⚖️ Le cadre légal général
La loi donne une valeur obligatoire à certaines dispositions de l’ANI du 9 avril 2024, en inscrivant dans le Code du travail une obligation de négociation périodique sur l’emploi des seniors :
🔹 Les entreprises d’au moins 300 salariés doivent engager tous les quatre ans une négociation spécifique et distincte portant sur l’emploi des salariés expérimentés (terme utilisé plutôt que « seniors » dans la version législative).
🏢 Entreprises concernées
| Taille d’entreprise | Obligation | Périodicité | Particularité |
|---|---|---|---|
| Moins de 300 salariés | Pas d’obligation spécifique, mais possibilité de négocier volontairement dans le cadre de la NAO ou d’un accord QVCT. | Libre | Facultatif. |
| 300 salariés et plus | Obligation légale de négociation spécifique et autonome. | Tous les 4 ans | Ne peut pas être fusionnée avec la NAO (Négociation Annuelle Obligatoire). |
Cette obligation vient s’ajouter aux négociations déjà prévues par le Code du travail (égalité professionnelle, QVCT, gestion des emplois et parcours professionnels – GPEC…).

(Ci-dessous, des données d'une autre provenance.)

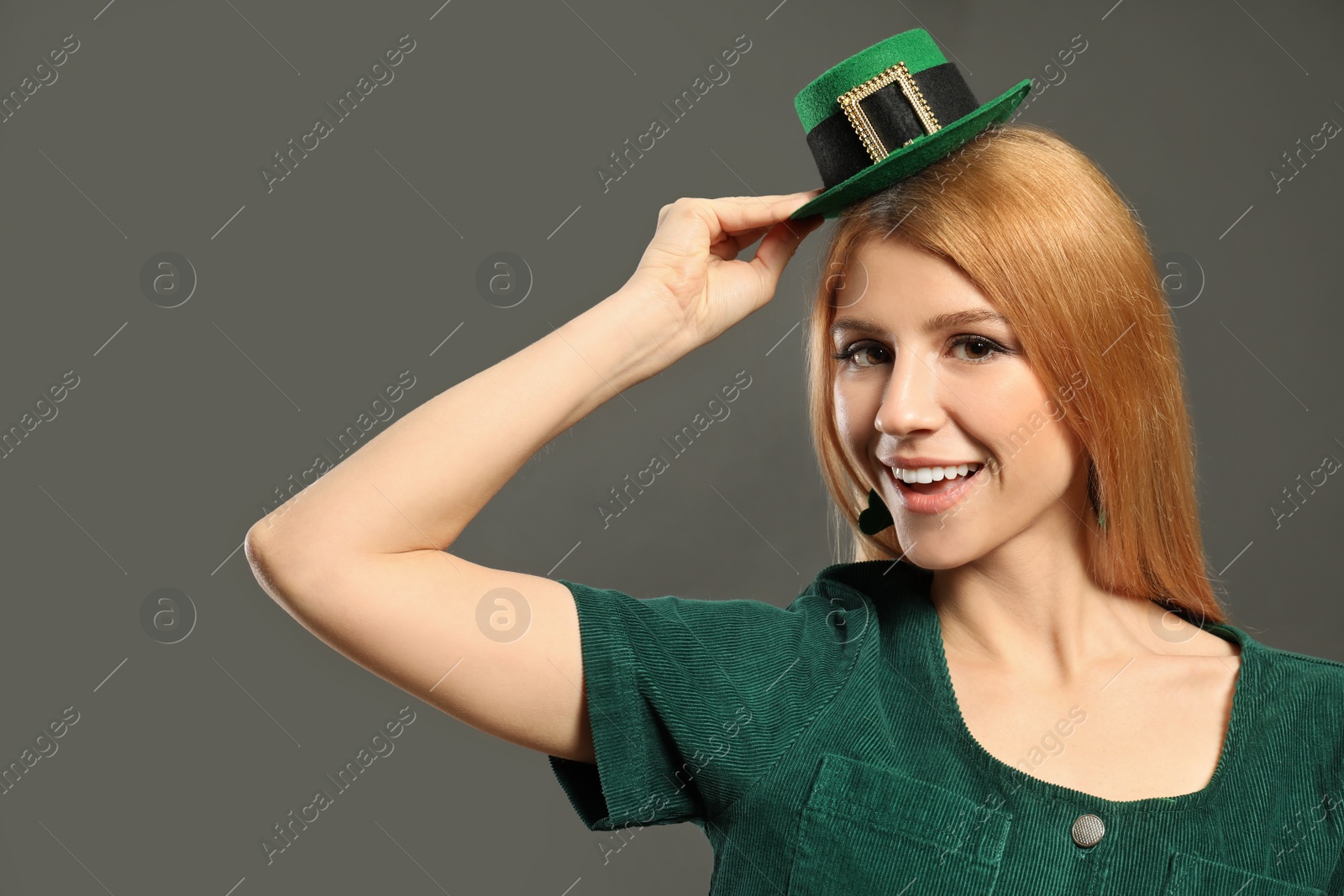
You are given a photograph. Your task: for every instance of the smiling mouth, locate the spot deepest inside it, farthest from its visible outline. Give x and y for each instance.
(934, 488)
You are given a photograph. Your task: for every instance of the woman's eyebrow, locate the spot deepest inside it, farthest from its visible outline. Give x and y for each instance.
(934, 324)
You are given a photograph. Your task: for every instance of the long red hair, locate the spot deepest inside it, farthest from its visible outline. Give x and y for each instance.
(1052, 244)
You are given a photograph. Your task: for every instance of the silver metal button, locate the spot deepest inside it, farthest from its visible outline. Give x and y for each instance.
(1088, 831)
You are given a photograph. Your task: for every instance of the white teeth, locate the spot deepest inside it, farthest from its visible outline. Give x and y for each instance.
(934, 473)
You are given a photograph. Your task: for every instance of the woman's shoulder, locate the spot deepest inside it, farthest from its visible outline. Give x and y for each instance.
(1304, 689)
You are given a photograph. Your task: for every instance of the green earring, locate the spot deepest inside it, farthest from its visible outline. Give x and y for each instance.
(877, 517)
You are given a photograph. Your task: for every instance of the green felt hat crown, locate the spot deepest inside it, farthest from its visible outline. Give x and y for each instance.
(886, 113)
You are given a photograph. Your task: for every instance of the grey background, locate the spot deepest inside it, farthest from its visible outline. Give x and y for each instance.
(360, 265)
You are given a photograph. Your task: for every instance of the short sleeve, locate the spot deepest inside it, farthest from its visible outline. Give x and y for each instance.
(692, 701)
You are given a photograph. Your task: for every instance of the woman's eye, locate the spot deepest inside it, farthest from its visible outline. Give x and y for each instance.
(979, 347)
(859, 349)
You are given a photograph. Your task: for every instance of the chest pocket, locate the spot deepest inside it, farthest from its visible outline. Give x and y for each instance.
(866, 829)
(1191, 875)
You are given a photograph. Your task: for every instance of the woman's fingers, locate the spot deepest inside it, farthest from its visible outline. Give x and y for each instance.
(730, 215)
(780, 244)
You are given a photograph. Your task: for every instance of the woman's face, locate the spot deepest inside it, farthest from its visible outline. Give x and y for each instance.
(921, 389)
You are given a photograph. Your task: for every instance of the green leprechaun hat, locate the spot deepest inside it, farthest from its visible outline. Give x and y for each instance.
(887, 112)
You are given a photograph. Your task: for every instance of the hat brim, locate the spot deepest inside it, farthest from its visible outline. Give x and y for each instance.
(907, 160)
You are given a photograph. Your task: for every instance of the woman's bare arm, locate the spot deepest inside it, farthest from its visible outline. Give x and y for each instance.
(360, 558)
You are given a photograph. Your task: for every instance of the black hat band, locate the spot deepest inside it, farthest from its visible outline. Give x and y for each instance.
(887, 118)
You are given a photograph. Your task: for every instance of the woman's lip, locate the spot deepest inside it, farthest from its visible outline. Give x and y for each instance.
(917, 503)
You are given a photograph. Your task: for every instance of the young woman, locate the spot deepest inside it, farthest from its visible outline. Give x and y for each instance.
(1023, 684)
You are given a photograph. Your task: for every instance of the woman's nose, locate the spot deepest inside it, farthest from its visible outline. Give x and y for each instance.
(913, 396)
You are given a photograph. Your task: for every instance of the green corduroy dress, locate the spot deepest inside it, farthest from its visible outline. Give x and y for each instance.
(822, 752)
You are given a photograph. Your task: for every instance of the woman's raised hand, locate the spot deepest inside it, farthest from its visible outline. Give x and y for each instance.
(690, 270)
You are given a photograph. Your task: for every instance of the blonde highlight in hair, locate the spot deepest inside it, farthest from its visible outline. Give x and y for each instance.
(1050, 242)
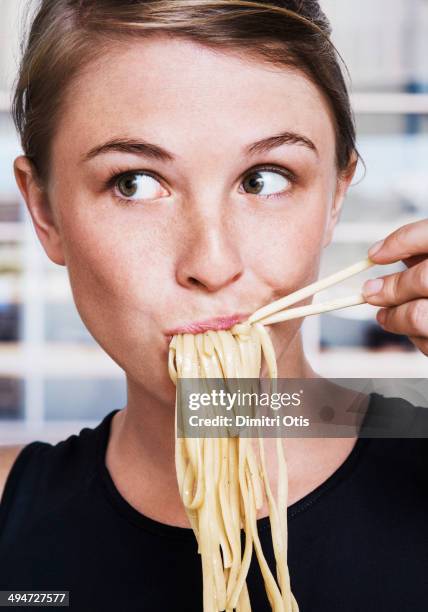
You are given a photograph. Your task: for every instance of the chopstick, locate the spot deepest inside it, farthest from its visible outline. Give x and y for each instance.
(272, 313)
(309, 309)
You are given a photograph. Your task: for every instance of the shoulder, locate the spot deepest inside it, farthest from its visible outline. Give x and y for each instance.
(48, 474)
(8, 456)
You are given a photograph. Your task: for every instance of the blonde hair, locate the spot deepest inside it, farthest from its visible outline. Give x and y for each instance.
(66, 35)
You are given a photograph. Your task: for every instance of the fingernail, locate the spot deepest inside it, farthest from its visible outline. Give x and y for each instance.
(373, 286)
(376, 247)
(381, 316)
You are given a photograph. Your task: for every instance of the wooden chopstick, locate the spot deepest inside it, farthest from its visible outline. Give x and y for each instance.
(310, 309)
(269, 310)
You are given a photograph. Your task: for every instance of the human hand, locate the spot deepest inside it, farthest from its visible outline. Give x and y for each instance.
(403, 296)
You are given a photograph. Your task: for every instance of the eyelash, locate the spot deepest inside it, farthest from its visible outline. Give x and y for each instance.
(119, 173)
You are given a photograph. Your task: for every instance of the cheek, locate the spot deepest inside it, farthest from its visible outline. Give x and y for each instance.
(117, 268)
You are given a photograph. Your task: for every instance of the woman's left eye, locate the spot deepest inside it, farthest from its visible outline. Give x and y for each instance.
(138, 186)
(268, 182)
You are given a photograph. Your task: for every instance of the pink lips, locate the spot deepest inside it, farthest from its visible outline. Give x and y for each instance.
(216, 323)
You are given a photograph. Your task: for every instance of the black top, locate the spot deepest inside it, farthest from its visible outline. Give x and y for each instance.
(357, 543)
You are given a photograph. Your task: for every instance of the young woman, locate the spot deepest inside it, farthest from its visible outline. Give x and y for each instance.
(188, 161)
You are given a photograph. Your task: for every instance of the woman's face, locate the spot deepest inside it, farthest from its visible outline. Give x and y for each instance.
(188, 231)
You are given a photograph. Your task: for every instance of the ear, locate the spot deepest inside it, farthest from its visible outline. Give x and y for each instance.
(343, 181)
(36, 199)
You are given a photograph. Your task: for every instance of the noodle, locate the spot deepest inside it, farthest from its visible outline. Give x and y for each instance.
(223, 483)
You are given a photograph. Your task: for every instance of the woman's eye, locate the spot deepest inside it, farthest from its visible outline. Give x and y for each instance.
(267, 183)
(139, 186)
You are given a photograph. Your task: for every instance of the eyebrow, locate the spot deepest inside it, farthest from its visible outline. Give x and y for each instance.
(154, 151)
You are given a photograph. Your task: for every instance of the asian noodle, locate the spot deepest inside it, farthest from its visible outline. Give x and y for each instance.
(223, 483)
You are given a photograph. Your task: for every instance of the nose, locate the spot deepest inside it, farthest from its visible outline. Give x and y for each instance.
(210, 259)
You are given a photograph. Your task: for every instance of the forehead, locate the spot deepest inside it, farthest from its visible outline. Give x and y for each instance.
(176, 91)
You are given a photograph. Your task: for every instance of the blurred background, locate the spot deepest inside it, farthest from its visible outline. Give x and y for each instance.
(54, 379)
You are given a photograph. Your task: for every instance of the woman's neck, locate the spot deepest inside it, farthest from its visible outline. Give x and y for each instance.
(141, 450)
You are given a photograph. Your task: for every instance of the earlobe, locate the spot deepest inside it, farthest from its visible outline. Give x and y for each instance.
(38, 206)
(342, 184)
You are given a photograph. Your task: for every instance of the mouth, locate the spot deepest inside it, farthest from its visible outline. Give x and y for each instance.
(215, 324)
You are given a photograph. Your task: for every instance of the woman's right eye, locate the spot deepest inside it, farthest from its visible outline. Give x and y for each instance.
(139, 186)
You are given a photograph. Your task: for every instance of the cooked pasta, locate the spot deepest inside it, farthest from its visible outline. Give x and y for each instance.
(223, 482)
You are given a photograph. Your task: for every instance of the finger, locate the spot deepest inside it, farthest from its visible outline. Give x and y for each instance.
(398, 288)
(410, 319)
(415, 259)
(409, 240)
(421, 344)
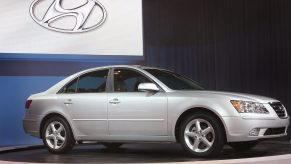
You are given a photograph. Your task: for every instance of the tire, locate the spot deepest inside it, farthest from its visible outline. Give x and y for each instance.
(111, 145)
(243, 146)
(211, 130)
(60, 139)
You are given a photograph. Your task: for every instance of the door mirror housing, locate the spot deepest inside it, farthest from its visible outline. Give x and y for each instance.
(148, 87)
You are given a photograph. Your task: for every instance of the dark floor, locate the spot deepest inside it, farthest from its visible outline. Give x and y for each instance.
(138, 153)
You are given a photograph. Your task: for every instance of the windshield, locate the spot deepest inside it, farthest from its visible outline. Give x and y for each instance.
(174, 80)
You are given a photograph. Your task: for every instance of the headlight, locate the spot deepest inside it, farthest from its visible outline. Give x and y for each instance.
(248, 107)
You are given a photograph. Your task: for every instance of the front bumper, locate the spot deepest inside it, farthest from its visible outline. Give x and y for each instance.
(238, 128)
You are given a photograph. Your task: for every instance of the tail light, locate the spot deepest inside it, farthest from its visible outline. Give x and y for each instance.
(27, 104)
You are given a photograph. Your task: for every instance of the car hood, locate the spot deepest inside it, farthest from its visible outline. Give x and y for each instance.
(231, 96)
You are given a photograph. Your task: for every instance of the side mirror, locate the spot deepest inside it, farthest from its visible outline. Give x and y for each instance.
(148, 87)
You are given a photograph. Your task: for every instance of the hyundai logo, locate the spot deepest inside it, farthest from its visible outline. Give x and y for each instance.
(55, 12)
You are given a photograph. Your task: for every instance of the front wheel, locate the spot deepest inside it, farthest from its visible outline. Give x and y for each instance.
(57, 136)
(202, 135)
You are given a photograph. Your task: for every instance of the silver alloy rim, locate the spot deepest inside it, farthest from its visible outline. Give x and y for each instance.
(199, 135)
(55, 135)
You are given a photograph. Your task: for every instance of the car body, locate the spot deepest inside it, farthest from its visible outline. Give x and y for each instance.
(150, 107)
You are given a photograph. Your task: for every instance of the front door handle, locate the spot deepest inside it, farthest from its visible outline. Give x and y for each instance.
(114, 101)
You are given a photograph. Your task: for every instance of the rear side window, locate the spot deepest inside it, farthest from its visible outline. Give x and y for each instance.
(92, 82)
(127, 80)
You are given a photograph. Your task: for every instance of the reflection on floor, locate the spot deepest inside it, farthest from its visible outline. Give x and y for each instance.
(139, 153)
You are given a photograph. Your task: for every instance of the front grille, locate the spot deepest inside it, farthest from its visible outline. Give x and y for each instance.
(279, 109)
(274, 131)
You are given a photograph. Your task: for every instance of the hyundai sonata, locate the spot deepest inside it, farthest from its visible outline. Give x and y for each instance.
(122, 104)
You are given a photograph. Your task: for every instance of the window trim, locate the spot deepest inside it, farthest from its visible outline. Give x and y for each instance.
(135, 70)
(78, 77)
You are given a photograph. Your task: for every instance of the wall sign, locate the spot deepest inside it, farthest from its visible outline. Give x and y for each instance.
(76, 27)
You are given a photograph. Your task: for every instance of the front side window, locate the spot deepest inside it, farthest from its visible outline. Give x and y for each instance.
(127, 80)
(92, 82)
(174, 80)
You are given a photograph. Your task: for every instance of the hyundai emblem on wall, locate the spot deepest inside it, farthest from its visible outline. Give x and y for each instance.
(55, 12)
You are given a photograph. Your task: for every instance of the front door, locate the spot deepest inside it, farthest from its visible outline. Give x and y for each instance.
(133, 113)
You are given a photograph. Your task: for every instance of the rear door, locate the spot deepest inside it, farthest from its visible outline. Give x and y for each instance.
(85, 99)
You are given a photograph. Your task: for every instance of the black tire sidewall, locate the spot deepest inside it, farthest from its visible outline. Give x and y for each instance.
(69, 142)
(219, 140)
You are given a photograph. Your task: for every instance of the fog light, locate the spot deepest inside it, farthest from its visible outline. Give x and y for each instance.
(255, 132)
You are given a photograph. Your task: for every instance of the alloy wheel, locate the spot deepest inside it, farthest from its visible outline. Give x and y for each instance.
(199, 135)
(55, 135)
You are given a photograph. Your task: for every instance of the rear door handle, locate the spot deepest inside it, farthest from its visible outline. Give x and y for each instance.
(114, 101)
(68, 102)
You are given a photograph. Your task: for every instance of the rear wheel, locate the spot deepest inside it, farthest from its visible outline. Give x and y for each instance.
(202, 135)
(57, 135)
(111, 145)
(243, 146)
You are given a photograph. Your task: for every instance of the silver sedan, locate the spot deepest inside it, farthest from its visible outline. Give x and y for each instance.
(122, 104)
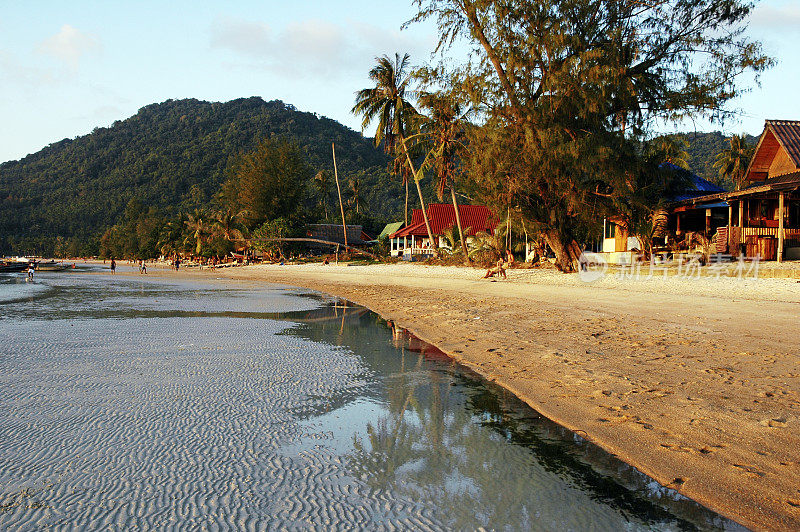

🧩 Thèmes obligatoires de la négociation
La loi fixe un socle minimum de thèmes qui doivent impérativement être abordés dans la négociation :
- Le recrutement des salariés expérimentés :
- Objectif : favoriser l’embauche des plus de 50 ans, lever les freins à l’embauche (préjugés, adaptation des postes).
- Mesures possibles : politique de recrutement inclusive, adaptation des offres d’emploi, actions de sensibilisation des recruteurs.
- Le maintien dans l’emploi :
- Adaptation des conditions de travail, prévention de la pénibilité, formation continue, aménagement du poste.
- Suivi des entretiens professionnels spécifiques pour les salariés de plus de 45 ou 50 ans.
- L’aménagement des fins de carrière :
- Gestion du temps de travail (temps partiel de fin de carrière, cumul emploi-retraite, compte épargne-temps).
- Transition entre activité et retraite, départ progressif, aménagement de la charge de travail.
- La transmission des savoirs et des compétences :
- Tutorat, mécénat de compétences, compagnonnage intergénérationnel.
- Valorisation du rôle des salariés expérimentés dans la formation interne.
🗂️ Thèmes facultatifs (selon la loi)
Outre ce noyau dur, la négociation peut intégrer des thèmes complémentaires, selon les besoins de l’entreprise :
- Modalités de management intergénérationnel (sensibilisation des managers, pratiques inclusives).
- Gestion des carrières mixtes (évolution, formation, reclassement interne).
- Actions de sensibilisation contre l’âgisme.
- Dispositifs de bilan de compétences ou de seconde partie de carrière.
- Mesures de formation au tutorat pour les salariés expérimentés.
👥 Qui négocie et comment ?
1. Les acteurs
- Côté direction :
L’employeur ou son représentant (souvent le DRH). - Côté salariés :
Les organisations syndicales représentatives dans l’entreprise (CGT, CFDT, FO, CFE-CGC, CFTC…).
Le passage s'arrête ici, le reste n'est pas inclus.